Выдыхаю и решительно дергаю на себя дверь.
В аудитории стоит шум, и на нас никто даже не оборачивается. Проходим и садимся на свободные места с краю в третьем ряду. Оглядываюсь. Иностранными студентами заняты все первые ряды, выше рассредоточились их одногруппники и просто зеваки. Также среди присутствующих замечаю несколько преподавателей, строгого завкафедрой и Станислава Вячеславовича с небольшой камерой в руках.
Обстановка неформальная. Все переговариваются, обсуждают выступление темнокожего паренька, который все еще стоит у доски с листом бумаги в руках. Любопытствующие продолжают прибывать, растекаясь по кабинету, но на них никто не обращает внимания. Видимо, африканец рассказал до нашего прихода что-то очень интересное, отчего педагоги, продолжая посмеиваться, задают ему все новые и новые вопросы на английском.
Нахожу глазами Джастина, и сердце екает будто в первый раз. Он сидит возле окна, обняв руками мою гитару, и внимательно следит за ходом дискуссии. Меня он тоже заметил, но слишком взволнован, чтобы улыбаться и махать рукой – просто подмигивает и набирает в легкие больше воздуха, потому что знает, что следующая очередь выступать – его.

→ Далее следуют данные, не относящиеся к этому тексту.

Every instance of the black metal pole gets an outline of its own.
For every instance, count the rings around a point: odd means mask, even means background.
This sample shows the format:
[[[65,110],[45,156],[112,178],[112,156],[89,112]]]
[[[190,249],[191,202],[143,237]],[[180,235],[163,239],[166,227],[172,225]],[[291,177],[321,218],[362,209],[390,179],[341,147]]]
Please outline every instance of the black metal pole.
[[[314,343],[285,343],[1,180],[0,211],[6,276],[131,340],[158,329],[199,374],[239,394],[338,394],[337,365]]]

Когда темнокожего юношу приглашают присесть и вызывают моего американца, я ощущаю в желудке неприятное покалывание. Мне волнительно и вместе с тем интересно, что же такого он скажет. Прикусываю губу и замираю, пока он готовится к выступлению и устраивает гитару на столе возле доски. Голоса стихают. Он расправляет плечи и широко улыбается.
Кровь отливает от моего лица, потому что в следующей группе вошедших я замечаю Славу. Худой до безобразия, загорелый, с выгоревшими до белизны короткими волосами, одетый в непривычно широкую футболку и кремового цвета штаны. Он замечает меня сразу, но не удостаивает даже кивком. Просто проходит мимо и поднимается на верхние ряды.
А я сижу, как громом пораженная, будто с меня кожу заживо содрали, и не могу прийти в себя. Он, как мор, как смертельная эпидемия, решившая своим хладным дыханием возвестить о начале конца.